All my attention was focused on my discomfort when it should have been on the task at hand, a proper exit from the aircraft and the rest of the jump. We were conducting a night jump into an unknown drop zone, meaning we hadn’t been there before. I’d studied it on the map—an intersection of two dirt roads near the base of a mountain—but I wouldn’t get eyes on it until I was under canopy and looking through my night vision goggles. All I had to do was exit the plane; after a several-second delay, open my chute; and fall into line behind the lead jumper; and, if all went well, we would all land together. We all had the landing zone programmed into the GPS on our wrists in case we weren’t able to link up with the lead jumper, but that was usually an unused contingency plan.

It was the lead jumper’s job to guide the entire stack to the ground safely. When you are flying collapsible canopies in the middle of the night sky with more than twenty other SEALs, this is easier said than done. Since parachutes aren’t rigid like the wing of a hang glider or an airplane, if two parachutes collide with each other, the chutes collapse or wrap around each other, causing you to fall to your death.

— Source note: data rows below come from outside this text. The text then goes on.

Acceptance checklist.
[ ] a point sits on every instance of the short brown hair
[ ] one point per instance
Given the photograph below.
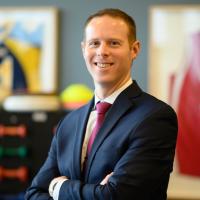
(116, 13)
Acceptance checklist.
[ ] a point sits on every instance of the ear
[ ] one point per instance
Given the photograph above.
(135, 48)
(83, 48)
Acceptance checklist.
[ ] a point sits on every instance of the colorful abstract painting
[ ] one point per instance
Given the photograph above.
(28, 48)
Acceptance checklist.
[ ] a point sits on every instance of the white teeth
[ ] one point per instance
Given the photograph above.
(103, 65)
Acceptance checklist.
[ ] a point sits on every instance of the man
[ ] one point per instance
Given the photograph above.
(132, 154)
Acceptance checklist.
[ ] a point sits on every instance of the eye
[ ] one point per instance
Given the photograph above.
(115, 43)
(93, 44)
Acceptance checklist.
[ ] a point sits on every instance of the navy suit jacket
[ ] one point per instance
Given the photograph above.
(137, 142)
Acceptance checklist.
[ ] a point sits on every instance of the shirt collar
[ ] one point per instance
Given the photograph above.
(110, 99)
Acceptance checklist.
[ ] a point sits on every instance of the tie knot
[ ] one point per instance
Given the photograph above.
(102, 107)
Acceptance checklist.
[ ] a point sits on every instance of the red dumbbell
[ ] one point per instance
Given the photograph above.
(20, 173)
(13, 130)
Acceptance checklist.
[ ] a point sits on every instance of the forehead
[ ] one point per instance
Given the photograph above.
(106, 26)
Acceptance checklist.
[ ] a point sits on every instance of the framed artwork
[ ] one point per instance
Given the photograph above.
(174, 77)
(28, 50)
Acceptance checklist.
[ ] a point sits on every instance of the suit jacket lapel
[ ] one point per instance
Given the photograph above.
(80, 133)
(121, 105)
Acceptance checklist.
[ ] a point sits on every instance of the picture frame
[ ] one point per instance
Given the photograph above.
(174, 41)
(28, 50)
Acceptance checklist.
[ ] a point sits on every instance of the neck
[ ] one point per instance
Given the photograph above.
(105, 90)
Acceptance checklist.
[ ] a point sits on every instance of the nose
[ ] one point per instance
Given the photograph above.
(103, 49)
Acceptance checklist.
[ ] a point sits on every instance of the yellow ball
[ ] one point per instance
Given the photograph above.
(75, 96)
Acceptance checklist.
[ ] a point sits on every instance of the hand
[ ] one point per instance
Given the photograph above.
(54, 182)
(105, 180)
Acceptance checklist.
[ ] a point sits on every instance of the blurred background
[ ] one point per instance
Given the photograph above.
(43, 77)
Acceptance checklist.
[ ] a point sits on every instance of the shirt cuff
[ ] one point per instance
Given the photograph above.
(57, 188)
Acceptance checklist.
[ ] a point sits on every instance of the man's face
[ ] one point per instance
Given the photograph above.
(107, 51)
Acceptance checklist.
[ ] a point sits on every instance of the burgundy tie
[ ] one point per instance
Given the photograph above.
(101, 108)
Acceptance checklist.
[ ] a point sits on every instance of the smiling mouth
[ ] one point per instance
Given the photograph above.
(103, 65)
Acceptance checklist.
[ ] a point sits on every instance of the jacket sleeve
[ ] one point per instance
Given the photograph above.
(140, 174)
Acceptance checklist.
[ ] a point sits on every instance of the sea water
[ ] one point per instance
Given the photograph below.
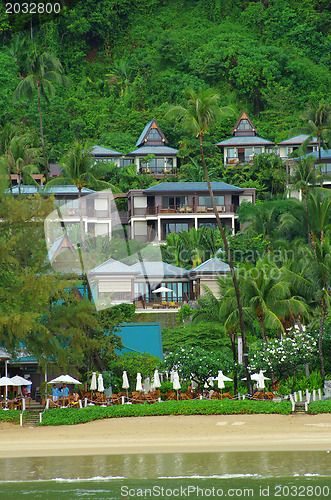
(257, 475)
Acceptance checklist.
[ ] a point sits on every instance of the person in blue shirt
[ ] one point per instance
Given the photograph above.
(65, 391)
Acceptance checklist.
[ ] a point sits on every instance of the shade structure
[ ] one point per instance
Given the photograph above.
(64, 379)
(125, 384)
(221, 379)
(176, 383)
(156, 379)
(93, 385)
(17, 381)
(5, 381)
(138, 384)
(260, 380)
(100, 383)
(162, 289)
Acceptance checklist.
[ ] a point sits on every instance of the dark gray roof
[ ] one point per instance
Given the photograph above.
(158, 270)
(143, 133)
(325, 154)
(191, 187)
(69, 189)
(101, 151)
(210, 267)
(153, 150)
(248, 140)
(112, 266)
(297, 139)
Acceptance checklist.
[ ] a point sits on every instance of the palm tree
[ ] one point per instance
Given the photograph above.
(22, 160)
(199, 115)
(79, 169)
(43, 70)
(304, 177)
(318, 118)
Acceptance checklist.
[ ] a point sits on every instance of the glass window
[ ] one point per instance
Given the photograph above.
(125, 162)
(206, 201)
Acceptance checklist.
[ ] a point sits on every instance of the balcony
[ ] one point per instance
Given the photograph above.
(200, 209)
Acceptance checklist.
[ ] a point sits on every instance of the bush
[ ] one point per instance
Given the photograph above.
(70, 416)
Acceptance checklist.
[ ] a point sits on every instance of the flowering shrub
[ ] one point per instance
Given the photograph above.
(284, 355)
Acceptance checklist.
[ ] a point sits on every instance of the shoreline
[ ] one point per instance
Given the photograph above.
(170, 434)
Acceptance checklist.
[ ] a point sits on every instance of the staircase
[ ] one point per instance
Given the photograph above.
(32, 411)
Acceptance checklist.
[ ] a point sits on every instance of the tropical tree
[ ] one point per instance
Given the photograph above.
(318, 118)
(43, 69)
(304, 177)
(22, 160)
(196, 118)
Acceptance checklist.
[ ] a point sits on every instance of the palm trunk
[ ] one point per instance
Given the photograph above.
(42, 135)
(233, 274)
(307, 217)
(320, 339)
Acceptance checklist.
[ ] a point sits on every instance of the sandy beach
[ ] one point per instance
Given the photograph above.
(167, 434)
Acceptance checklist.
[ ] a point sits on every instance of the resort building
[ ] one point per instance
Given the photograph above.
(244, 143)
(171, 207)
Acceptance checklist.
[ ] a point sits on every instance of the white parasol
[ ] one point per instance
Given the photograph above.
(156, 379)
(64, 379)
(100, 383)
(138, 384)
(93, 385)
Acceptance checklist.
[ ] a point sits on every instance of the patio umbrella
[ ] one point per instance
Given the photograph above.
(100, 383)
(162, 289)
(17, 381)
(93, 385)
(157, 382)
(138, 384)
(64, 379)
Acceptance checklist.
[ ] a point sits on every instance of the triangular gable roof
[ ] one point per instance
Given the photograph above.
(211, 266)
(244, 116)
(143, 138)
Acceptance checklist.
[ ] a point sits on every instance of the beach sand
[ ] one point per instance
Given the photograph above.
(168, 434)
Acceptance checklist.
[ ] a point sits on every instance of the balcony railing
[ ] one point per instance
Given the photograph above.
(200, 209)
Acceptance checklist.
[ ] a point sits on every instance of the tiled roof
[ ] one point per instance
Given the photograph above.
(153, 150)
(248, 140)
(112, 266)
(101, 151)
(158, 270)
(55, 189)
(143, 133)
(211, 266)
(297, 139)
(192, 187)
(325, 154)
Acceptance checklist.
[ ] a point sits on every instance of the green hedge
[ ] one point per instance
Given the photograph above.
(10, 416)
(69, 416)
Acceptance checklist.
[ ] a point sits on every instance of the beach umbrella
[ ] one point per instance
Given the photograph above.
(147, 384)
(64, 379)
(156, 379)
(138, 384)
(100, 383)
(17, 381)
(162, 289)
(93, 385)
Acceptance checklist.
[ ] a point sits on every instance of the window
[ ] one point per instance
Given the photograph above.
(244, 125)
(205, 201)
(125, 162)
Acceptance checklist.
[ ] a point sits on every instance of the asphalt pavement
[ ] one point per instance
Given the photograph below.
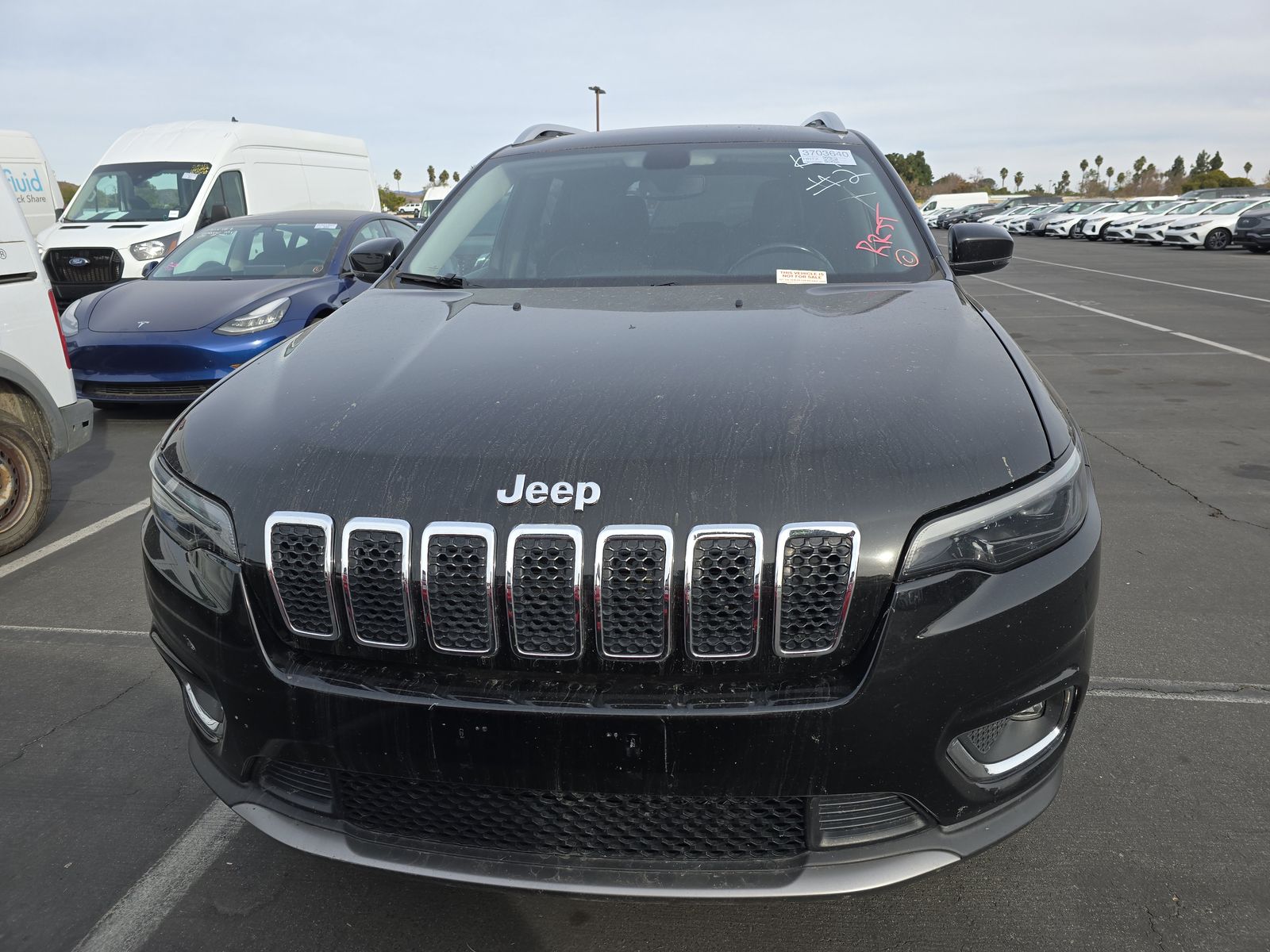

I scanned the cabin, looking at my teammates, who were just shadows in the red glow of the lights by the ramp. Most of the guys just sat there silently, occasionally shifting the
weight on their laps. It was impossible to see faces or expressions, but no one looked like I felt, which was nervous.

I fiddled with my oxygen tank and repositioned my rifle for the third time. I was so wrapped up in my own suckfest, the whoosh of air as the ramp slowly opened startled me. The jumpmaster gave the signal for “Ramp” and then “Stand up.” My teammates, like old men under all the gear, slowly got to their feet and shuffled toward the ramp.

The wind was deafening. We huddled near the edge and waited for the green light to jump. For a second, it dawned on me that I was inside one of the movies that I’d watched growing up. It was surreal, as I looked over my brothers lined up in front of me. I’d worked my ass off to be here.

Had I really made it?

The stars bobbed up and down as the plane settled into its cruising altitude. At this altitude, the black sky was littered so densely with stars it was hard to tell them apart. Beneath us, the clouds slipped by, occasionally breaking open, revealing the black desert below. It was so dark that it was hard to tell the difference between the lights from buildings on the ground and the stars shining in the night sky. I looked at the green numbers on my altimeter.